Charles E. Burchfield in his own words Share Tweet

 
Charles E. Burchfield (1893-1967), Untitled [Landscape with snow, dormant trees, and pond], March 31, 1917; watercolor and graphite on paper, 13 x 19 1/8 inches, The Parisi Collection

Charles E. Burchfield (1893-1967), Untitled [Landscape with snow, dormant trees, and pond], March 31, 1917; watercolor and graphite on paper, 13 x 19 1/8 inches, The Parisi Collection

Charles E. Burchfield, Journals, February 18, 1915

Monday, February 18, 2019

 
A glorious day. Dawn clear. A Heavy frost that bristles the grass white. At 10:30 sketching in park. The sky is such a wonderful blue that I fear I’ll miss some of its beauty if I do not gaze at it all the time. I expected at any moment to see a flock of bluebirds come down out of the sky, as fog condenses into rain. How intense the sunshine! Looking towards it, the trees are full of a whirl of glints, like maze of spiderwebs; away from it,the trees rise up, vivid yellow and red, against the blue sky. A crow cawed! How it thrilled me! As I write I am beset with the same feeling as when looking at the sky - I fear that I may write too little of its beauty.

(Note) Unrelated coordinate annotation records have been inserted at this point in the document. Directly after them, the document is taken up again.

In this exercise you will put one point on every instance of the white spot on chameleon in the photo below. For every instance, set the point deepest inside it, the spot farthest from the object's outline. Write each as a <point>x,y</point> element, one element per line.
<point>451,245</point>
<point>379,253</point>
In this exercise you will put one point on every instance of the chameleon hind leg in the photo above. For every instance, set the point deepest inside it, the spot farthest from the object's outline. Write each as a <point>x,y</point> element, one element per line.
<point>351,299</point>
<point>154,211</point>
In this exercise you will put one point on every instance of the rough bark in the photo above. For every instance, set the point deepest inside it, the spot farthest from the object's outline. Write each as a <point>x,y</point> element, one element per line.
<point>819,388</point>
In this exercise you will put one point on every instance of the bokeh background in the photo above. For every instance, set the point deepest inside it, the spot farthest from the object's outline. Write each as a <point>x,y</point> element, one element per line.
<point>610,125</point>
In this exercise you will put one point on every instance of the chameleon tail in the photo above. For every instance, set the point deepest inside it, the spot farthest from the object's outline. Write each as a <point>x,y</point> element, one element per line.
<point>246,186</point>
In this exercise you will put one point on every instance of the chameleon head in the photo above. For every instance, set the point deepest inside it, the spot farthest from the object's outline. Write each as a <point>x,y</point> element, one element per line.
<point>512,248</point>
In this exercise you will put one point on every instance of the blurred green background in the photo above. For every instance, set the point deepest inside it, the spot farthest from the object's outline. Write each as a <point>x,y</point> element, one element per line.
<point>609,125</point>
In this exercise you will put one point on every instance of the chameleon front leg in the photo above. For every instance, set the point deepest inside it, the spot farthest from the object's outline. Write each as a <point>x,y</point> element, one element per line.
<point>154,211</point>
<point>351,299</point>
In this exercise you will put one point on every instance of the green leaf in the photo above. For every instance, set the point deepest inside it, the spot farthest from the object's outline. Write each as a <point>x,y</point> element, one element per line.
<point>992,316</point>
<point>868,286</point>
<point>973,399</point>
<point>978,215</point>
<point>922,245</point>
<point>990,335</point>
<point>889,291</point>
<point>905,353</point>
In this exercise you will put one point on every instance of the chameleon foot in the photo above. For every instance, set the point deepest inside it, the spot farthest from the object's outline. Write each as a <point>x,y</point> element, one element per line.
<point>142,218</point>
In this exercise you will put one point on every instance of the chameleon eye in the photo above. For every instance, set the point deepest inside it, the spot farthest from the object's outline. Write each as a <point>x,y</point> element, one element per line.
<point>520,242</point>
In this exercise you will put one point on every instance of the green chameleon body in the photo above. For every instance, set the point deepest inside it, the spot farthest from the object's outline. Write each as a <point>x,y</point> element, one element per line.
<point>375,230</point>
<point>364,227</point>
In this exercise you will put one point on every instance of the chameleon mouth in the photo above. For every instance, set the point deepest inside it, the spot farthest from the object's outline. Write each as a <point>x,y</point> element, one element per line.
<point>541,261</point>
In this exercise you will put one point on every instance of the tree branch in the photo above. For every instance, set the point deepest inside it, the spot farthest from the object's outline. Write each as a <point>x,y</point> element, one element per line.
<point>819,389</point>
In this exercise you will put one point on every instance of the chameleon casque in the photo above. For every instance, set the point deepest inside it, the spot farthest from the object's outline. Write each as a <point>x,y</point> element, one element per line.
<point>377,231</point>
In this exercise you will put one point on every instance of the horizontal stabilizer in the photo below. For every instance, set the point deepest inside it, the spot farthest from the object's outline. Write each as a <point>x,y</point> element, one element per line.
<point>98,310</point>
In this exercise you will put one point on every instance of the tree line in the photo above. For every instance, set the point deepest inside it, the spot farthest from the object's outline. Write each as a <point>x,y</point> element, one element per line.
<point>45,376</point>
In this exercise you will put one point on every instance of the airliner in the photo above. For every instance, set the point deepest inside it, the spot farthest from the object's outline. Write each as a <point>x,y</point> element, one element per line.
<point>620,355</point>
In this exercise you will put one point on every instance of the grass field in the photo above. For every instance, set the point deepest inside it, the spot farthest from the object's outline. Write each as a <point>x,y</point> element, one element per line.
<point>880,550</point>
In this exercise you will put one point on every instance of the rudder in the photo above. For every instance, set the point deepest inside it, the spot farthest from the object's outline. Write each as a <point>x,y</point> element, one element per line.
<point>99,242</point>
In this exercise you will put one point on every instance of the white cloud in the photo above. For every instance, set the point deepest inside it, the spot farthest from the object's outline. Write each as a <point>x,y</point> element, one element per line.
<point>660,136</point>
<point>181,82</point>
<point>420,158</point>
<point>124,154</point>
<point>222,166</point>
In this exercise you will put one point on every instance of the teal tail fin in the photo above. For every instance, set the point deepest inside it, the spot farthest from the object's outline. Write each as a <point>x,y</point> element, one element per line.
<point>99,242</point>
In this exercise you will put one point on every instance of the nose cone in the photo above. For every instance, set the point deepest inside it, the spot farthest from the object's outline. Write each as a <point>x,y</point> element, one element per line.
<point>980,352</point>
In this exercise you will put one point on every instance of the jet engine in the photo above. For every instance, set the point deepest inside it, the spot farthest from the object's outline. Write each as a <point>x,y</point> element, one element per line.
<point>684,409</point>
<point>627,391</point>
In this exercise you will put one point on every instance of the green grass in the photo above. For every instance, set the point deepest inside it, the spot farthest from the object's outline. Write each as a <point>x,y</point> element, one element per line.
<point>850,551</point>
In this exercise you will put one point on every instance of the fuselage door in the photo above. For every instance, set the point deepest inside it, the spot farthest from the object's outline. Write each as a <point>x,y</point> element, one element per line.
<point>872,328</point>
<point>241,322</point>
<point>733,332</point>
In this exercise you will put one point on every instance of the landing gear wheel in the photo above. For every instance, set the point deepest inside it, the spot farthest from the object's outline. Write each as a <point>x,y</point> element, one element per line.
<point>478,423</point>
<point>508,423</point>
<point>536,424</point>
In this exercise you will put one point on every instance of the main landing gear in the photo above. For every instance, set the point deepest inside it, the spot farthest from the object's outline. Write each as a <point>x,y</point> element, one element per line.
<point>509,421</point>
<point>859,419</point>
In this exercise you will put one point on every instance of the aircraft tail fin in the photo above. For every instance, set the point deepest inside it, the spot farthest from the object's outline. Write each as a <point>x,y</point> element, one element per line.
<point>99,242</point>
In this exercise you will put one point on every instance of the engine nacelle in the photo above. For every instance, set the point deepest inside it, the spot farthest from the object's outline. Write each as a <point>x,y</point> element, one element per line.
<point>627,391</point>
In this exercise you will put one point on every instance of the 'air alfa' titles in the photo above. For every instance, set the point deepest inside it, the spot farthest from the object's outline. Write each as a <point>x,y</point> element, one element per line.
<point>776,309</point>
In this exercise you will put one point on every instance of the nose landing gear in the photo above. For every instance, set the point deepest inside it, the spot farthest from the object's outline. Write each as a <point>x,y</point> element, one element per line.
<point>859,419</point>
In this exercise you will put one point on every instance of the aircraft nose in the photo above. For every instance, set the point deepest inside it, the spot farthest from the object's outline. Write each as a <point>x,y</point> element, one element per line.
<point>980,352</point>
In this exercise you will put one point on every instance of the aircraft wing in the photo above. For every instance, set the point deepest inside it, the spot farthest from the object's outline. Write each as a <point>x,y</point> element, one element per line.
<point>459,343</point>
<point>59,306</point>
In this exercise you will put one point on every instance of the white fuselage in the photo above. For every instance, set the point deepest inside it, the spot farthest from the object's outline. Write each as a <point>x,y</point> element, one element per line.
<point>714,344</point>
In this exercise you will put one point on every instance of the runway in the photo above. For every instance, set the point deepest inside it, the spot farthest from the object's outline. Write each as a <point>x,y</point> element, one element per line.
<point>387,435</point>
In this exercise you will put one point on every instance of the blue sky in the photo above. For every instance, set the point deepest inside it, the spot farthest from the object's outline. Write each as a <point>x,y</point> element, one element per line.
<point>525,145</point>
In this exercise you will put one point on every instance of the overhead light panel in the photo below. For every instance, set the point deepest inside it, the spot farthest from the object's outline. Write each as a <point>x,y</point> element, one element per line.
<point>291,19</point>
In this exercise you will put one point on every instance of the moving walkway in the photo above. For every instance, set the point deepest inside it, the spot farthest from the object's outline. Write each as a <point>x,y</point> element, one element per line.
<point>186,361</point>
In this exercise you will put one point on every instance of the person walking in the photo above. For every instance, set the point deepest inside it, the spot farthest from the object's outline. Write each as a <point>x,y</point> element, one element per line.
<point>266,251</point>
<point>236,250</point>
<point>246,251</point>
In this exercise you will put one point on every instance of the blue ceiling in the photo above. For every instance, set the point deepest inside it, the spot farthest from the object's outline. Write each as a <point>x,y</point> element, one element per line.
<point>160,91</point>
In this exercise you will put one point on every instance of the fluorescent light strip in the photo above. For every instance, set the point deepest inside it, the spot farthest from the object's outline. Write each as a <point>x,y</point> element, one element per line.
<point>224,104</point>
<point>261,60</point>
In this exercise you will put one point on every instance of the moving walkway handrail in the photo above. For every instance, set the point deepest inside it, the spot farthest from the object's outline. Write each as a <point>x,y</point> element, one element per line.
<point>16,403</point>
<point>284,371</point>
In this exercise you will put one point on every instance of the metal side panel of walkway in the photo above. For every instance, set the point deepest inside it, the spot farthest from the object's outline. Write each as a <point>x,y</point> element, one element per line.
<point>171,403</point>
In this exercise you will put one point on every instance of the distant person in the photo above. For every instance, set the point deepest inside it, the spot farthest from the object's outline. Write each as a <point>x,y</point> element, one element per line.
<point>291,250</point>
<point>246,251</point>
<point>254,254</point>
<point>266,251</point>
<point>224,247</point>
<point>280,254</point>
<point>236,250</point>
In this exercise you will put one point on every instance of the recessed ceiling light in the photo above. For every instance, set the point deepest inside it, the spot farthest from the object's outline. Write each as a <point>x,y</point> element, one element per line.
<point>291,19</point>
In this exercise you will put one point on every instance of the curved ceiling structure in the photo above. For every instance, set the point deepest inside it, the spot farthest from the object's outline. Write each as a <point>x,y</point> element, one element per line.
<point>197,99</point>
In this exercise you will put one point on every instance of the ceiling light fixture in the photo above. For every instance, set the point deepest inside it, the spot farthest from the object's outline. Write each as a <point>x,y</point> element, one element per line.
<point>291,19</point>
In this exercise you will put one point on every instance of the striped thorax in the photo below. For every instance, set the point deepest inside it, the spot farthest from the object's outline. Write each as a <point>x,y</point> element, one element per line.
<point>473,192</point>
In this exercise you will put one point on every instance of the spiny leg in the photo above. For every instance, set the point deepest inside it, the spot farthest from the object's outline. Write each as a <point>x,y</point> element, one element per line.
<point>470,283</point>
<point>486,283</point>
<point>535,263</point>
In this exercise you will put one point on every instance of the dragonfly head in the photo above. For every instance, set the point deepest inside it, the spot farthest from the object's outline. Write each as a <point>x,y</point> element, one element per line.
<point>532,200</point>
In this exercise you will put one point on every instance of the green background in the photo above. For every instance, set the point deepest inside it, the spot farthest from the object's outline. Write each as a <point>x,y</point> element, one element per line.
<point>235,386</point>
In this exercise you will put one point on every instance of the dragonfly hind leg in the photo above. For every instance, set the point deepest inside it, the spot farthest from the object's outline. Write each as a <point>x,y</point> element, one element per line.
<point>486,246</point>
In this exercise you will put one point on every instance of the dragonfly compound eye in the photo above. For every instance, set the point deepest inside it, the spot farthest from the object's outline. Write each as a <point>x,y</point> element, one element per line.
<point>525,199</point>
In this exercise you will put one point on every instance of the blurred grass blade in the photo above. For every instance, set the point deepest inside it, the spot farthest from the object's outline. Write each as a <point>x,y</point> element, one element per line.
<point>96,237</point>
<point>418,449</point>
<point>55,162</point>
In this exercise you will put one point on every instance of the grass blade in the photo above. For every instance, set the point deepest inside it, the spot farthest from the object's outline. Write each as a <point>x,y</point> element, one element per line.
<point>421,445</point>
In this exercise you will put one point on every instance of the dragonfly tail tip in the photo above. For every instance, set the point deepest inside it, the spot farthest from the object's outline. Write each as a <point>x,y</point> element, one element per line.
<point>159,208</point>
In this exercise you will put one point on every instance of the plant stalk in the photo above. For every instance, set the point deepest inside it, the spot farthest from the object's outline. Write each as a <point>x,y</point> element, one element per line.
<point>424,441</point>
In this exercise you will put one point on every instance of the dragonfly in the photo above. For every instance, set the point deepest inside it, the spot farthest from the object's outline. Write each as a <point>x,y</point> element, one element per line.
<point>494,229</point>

Excellent weather for sap-running. Broken branches are hung with whitish icicles. I ate one and wondered if my imagina­tion made it taste sweet.

Wade Park Pond was a blinding glare of ice.

Afternoon walk in Wade Park Pond with Kaiser. The day nearing its close,has lost none of its strength vigor, or beauty; indeed, it seems to intensify as it advances. A lasting beauty is the array of orange trees against the late afternoon sky.